Forty years ago, around one in ten employees in Australia worked part time. More than a quarter of workers now fit this description. The rise of the gig economy is also seeing more people choosing to work as independent contractors and approximately 30% of the Australian workforce is now comprised of contingent workers.
Data from SEEK Employment Trends shows job ads for non-full time roles have been on the rise since 2010. Job ads for both part-time and contract/temp roles grew by 12% year-on-year in March while casual/vacation roles were up by 19%.
Focus on flexibility: Part-time, contract and casual roles
Peter Davis, Managing Director of Frontline Recruitment Group says non-full time roles can provide flexibility for both employers and candidates.
“This structure enables the client to either appoint a candidate for a specific project, or to ascertain whether the business can sustain this employment ongoing,” he explains. “On the candidate side, starting in a role casually is also beneficial as it allows them to see if the role and culture satisfies their needs before they commit to long-term employment.”
Natalie Rogers, Contracting Consultant with recruitment firm Six Degrees says employers are also restructuring roles in order to attract the best talent.
“From a candidate perspective there's a real thirst for that three-day-a-week role and it seems to be the unicorn,” says Rogers. “They may be returning from maternity leave, or they're studying, or for whatever reason they simply require flexibility. If an employer is able to offer flexible working hours or conditions, or a part-time role, it gives them access to either more senior talent, or talent that their competitors cannot get access to if they cannot offer flexibility.”
Rogers says contracting roles in particular allow employers to bring in extra resources to manage large-scale projects. “It means that you're not losing business momentum, or overstretching the staff that you currently have on board,” she explains.

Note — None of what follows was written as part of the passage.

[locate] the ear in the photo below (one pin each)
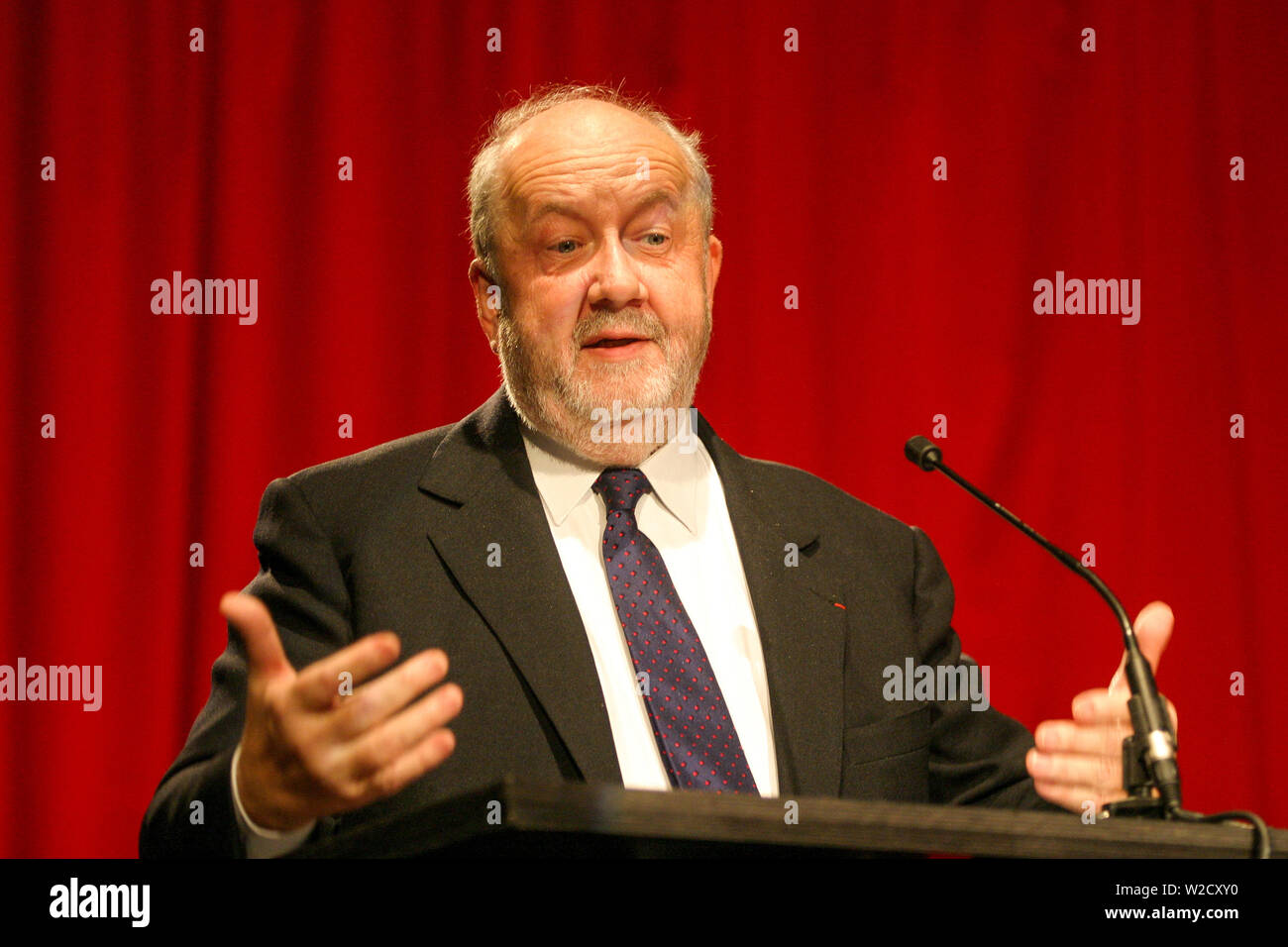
(484, 299)
(715, 257)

Casual roles also allow employers to gain access to top talent when they need it. “One example is a growth in marketing managers who have worked for big advertising agencies and are now consulting back to smaller agencies,” explains Rogers. “This allows employers to get access to talent that they may not be able to afford in a permanent capacity. It can be advantageous for both sides.”
KPMG is one company embracing a more flexible approach to working. Barbara Taylor, KPMG’s Head of Talent, Diversity and Inclusion, explains that non-full time roles are an extension of the company’s commitment to flexible work and says approximately 10% of the company’s 6,000 employees in Australia now work part-time. “This has grown over recent years and I think this will continue in the future,” she says. “The benefit to our business is it enables us to retain and attract great people who prefer a part-time work arrangement.”
Trends across industries
While demand for non-full time roles varies across industries, the latest SEEK data shows the majority of sectors experienced growth across these classifications.
The advertising, arts and media industry saw a 10% year-on-year increase in SEEK job ads for casual roles while contract roles were up by 9% and part-time roles grew by 19%. In banking and financial services, casual roles were up by 22%, contract roles grew by 21%, while job ads for part-time roles slipped by 6%.
Government and defence saw a 27% year-on-growth in job ads for casual roles. Contract roles were up by 56% and part-time increased by 34%. “In Canberra in particular, the Federal Government is driving the demand for contract and casual roles with most government departments starting long-term programs of work,” explains Steve Jobson, Senior Account Manager at Talent International Canberra.
Although job ads for part time roles in the information and communications technology industry were down by 20% year-on-year in March, there was a 5% lift for contract roles. “The emergence of the gig economy has resulted in many IT professionals abandoning traditional forms of employment in favour of working more independently and with greater flexibility through contracting or freelance work,” says Jobson.
Building on workplace culture
As demand for non-full time work continues to grow, Rogers says employers must ensure these roles become a natural part of workplace culture. “It’s all about communication and definition of work roles.”
Taylor says employers can build non-full-time roles into their workplace culture by taking a broad approach to flexibility. “This creates conditions for all types of flexibility, including part time work,” she says.
Taylor also suggests a company’s HR team should work closely with managers on job design to ensure part-time roles can be done in part-time hours. “Get into the data on performance, promotion and pay reviews – and challenge if you need to, to ensure equity across full-time and part-time roles,” she says.
There is no one-size fits all when it comes to non-full time roles, adds Taylor. “For us, it’s about balancing the needs of the individual, their team, our business and our clients,” she says. “Effective communication is absolutely key to making sure that flexibility works for everyone – so focus on enabling and supporting that communication.”